Friday, October 18, 2024

External Tables Partitioning in Autonomous database - Part I

Partitioning is a well-established technique for improving performance and manageability of the database system by diving larger objects into smaller ones, including any large data warehouse takes advantages of it. This is also true for large objects for both inside and outside the database such as data lakes in object stores. In this blogpost we will see about how Partitioning the external tables got evolved in Autonomous database.
 
Autonomous database allows the creation of partitioned external table through DBMS_CLOUD API for quite some time, this API simplifies the definition of external table structure, but it relies on you to provide a lot of table metadata, for example we have to
 
  • Specify the list of all columns with data types.
  • Maintain table definition. If some new data – equivalent to partitions – is added or removed from object storage, then the table must be manually adjusted using ADD / DROP partitions.
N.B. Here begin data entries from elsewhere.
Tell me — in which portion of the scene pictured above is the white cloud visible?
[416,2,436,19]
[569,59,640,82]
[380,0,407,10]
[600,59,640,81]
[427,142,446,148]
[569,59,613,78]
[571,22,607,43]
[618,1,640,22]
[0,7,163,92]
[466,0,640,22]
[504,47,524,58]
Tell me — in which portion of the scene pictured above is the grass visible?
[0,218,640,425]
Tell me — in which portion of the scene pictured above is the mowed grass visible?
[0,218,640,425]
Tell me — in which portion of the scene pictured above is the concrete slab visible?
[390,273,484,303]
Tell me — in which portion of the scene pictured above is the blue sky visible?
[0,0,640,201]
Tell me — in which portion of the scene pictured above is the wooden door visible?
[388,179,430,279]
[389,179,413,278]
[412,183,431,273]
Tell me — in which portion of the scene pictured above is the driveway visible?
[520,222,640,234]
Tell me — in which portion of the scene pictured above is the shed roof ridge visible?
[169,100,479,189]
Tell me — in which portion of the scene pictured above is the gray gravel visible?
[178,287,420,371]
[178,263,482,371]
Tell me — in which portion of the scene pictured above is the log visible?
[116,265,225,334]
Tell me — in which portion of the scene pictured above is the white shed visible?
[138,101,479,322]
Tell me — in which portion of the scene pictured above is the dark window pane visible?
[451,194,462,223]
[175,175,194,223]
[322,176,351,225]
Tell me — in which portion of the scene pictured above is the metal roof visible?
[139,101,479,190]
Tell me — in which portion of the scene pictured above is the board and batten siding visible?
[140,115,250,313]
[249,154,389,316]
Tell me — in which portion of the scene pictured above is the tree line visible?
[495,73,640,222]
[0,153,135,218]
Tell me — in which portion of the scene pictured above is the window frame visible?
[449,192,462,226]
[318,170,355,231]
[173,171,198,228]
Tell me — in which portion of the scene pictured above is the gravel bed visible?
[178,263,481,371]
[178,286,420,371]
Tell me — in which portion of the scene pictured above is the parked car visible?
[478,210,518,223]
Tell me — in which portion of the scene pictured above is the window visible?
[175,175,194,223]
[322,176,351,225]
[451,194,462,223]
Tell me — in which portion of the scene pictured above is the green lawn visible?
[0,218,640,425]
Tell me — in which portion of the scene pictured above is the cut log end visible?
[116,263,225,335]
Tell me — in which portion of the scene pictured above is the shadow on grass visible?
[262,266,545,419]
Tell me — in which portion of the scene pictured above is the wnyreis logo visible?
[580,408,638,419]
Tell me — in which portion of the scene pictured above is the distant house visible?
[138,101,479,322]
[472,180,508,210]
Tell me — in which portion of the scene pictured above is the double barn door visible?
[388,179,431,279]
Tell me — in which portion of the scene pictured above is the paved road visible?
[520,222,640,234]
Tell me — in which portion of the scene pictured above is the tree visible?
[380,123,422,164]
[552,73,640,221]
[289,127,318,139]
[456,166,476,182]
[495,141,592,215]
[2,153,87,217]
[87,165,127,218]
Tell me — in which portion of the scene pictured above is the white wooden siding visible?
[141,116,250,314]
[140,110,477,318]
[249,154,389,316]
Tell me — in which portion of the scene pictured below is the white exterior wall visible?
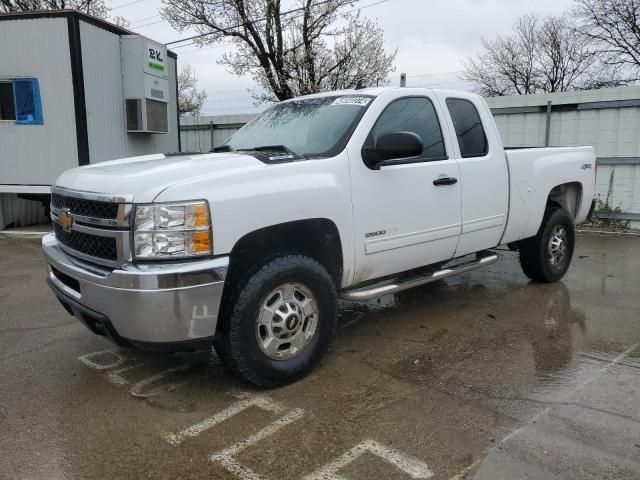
[0,18,78,185]
[80,21,178,163]
[487,87,640,228]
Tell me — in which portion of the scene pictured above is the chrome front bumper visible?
[42,234,229,344]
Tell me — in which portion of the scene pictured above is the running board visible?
[340,252,498,302]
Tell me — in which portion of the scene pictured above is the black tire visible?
[518,206,576,283]
[215,255,338,388]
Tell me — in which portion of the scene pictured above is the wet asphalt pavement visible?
[0,236,640,480]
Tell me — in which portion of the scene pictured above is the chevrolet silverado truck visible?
[42,88,595,387]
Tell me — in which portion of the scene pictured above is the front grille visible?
[51,193,118,220]
[53,222,118,261]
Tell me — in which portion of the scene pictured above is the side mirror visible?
[362,132,424,168]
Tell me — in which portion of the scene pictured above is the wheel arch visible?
[218,218,344,336]
[540,182,583,222]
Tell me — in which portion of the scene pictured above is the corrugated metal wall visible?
[0,18,78,185]
[487,87,640,228]
[80,21,178,163]
[180,115,255,152]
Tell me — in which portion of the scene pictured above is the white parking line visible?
[78,348,129,370]
[165,393,284,445]
[305,440,433,480]
[105,363,144,386]
[211,408,304,480]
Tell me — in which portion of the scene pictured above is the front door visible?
[349,92,461,283]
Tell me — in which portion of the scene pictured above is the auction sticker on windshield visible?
[331,97,371,107]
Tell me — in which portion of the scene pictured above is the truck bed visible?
[501,147,596,243]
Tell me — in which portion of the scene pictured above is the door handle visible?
[433,176,458,187]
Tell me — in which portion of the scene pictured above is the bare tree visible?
[463,14,622,96]
[178,63,207,116]
[161,0,396,101]
[0,0,129,28]
[573,0,640,78]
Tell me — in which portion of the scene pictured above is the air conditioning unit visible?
[120,35,169,133]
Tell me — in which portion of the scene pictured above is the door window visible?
[447,98,489,158]
[365,97,447,166]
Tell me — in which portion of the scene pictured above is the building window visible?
[0,80,16,120]
[0,78,44,125]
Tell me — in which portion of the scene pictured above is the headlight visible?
[133,201,213,259]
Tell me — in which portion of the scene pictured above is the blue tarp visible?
[13,78,44,125]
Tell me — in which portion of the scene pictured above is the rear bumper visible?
[42,234,229,344]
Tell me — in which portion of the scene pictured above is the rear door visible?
[349,89,461,283]
[438,92,509,256]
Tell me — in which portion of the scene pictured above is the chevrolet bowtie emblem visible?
[58,210,73,232]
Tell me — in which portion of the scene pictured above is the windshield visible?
[224,95,373,157]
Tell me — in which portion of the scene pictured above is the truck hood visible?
[56,153,266,203]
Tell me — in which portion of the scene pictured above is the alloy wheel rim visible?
[256,283,318,360]
[548,225,567,267]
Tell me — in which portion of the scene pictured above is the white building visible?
[0,10,180,229]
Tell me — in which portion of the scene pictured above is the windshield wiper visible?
[210,145,235,152]
[236,145,307,158]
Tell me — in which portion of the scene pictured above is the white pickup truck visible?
[43,88,595,386]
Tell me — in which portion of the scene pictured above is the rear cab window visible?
[364,97,448,168]
[447,98,489,158]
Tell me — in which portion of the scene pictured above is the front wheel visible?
[518,207,576,283]
[217,255,337,387]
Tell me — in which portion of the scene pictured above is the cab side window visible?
[447,98,489,158]
[366,97,447,165]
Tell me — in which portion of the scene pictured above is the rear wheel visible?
[518,207,575,283]
[216,255,337,387]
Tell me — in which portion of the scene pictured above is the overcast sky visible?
[111,0,572,115]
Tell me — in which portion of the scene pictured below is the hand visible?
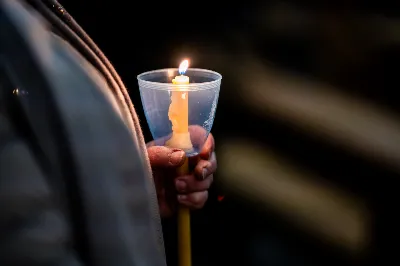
[147,127,217,218]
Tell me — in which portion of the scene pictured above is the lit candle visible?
[166,60,193,266]
[166,60,193,151]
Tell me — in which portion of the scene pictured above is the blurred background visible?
[61,0,400,266]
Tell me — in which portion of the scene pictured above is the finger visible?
[178,191,208,209]
[147,146,185,168]
[200,133,215,160]
[194,152,217,180]
[175,175,214,194]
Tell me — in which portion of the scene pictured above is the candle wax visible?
[166,75,193,151]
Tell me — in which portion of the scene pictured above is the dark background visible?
[61,0,400,266]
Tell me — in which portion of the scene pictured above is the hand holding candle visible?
[138,61,222,266]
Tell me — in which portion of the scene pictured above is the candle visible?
[166,60,193,151]
[166,60,193,266]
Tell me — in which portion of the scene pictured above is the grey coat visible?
[0,0,165,266]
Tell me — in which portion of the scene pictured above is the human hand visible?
[147,127,217,218]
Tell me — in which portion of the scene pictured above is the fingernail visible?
[175,180,186,192]
[169,150,185,164]
[178,195,187,200]
[201,168,207,180]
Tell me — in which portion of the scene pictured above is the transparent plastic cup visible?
[137,68,222,156]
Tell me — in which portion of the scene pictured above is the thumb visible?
[147,146,185,168]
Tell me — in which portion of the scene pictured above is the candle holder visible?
[138,67,222,266]
[138,68,222,157]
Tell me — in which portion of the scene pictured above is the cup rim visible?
[137,68,222,91]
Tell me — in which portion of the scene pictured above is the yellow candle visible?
[166,60,193,266]
[166,60,193,151]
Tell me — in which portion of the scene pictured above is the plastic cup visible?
[137,68,222,156]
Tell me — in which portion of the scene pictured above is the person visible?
[0,0,217,266]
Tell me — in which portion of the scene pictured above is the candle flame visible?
[179,60,189,75]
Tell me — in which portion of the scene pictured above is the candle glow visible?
[166,59,193,151]
[178,59,189,75]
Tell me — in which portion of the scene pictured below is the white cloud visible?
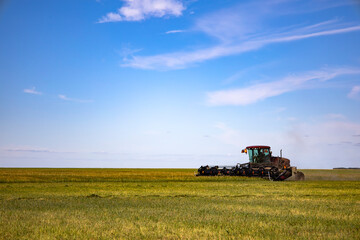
[348,86,360,99]
[122,1,360,70]
[166,30,185,34]
[122,26,360,70]
[24,87,42,95]
[98,0,185,23]
[58,94,93,103]
[207,68,360,106]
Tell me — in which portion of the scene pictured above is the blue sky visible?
[0,0,360,168]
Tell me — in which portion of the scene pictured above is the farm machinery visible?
[196,145,305,181]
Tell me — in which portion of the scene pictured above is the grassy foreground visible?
[0,168,360,239]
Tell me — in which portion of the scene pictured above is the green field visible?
[0,168,360,239]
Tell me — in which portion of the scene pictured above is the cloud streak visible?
[98,0,185,23]
[121,23,360,70]
[58,94,93,103]
[166,30,185,34]
[121,1,360,70]
[23,87,42,95]
[207,68,360,106]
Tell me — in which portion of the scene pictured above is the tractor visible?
[196,145,305,181]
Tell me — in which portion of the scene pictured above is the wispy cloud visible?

  • Value of the partitioned column not in the query results
 
Lets have a look at what all of these means from a relatively small partitioned table in example
 
Got a sample of employee data organized based on department number in my object store.
 
demo-user@ATP19C> exec :uri := 'https://objectstorage.us-ashburn-1.oraclecloud.com/n/';
 
PL/SQL procedure successfully completed.
 
demo-user@ATP19C> exec :namespace := 'idcglquusbz6';
 
PL/SQL procedure successfully completed.
 
demo-user@ATP19C> select object_name, bytes
  2  from dbms_cloud.list_objects(
  3     'my_demo_cred',
  4     :uri||:namespace||'/b/MY_DEMO_BUCKET/o/DEMO03/');
 
OBJECT_NAME                              BYTES
----------------------------------- ----------
DEPTNO=10/dept10.csv                       129
DEPTNO=20/dept20.csv                       213
DEPTNO=30/dept30.csv                       258
 
Let’s create a partitioned external table for each department using the traditional DBMS_CLOUD Interface.
 
demo-user@ATP19C> begin
  2    dbms_cloud.create_external_part_table(
  3               table_name => 'emp_demo',
  4               credential_name => 'my_demo_cred',
  5               file_uri_list => 'https://objectstorage.us-ashburn-1.oraclecloud.com/n/idcglquusbz6/b/MY_DEMO_BUCKET/o/DEMO03/*',
  6               column_list => 'empno number,ename varchar2(12),sal number,hiredate date,DEPTNO number',
  7               field_list =>  'empno,ename,sal,hiredate date mask "dd-mon-yyyy hh12:mi:ss am",DEPTNO',
  8               format => json_object( 'type' value 'csv' ,
  9                     'partition_columns' value json_array( json_object('name' value 'DEPTNO', 'type' value 'number') )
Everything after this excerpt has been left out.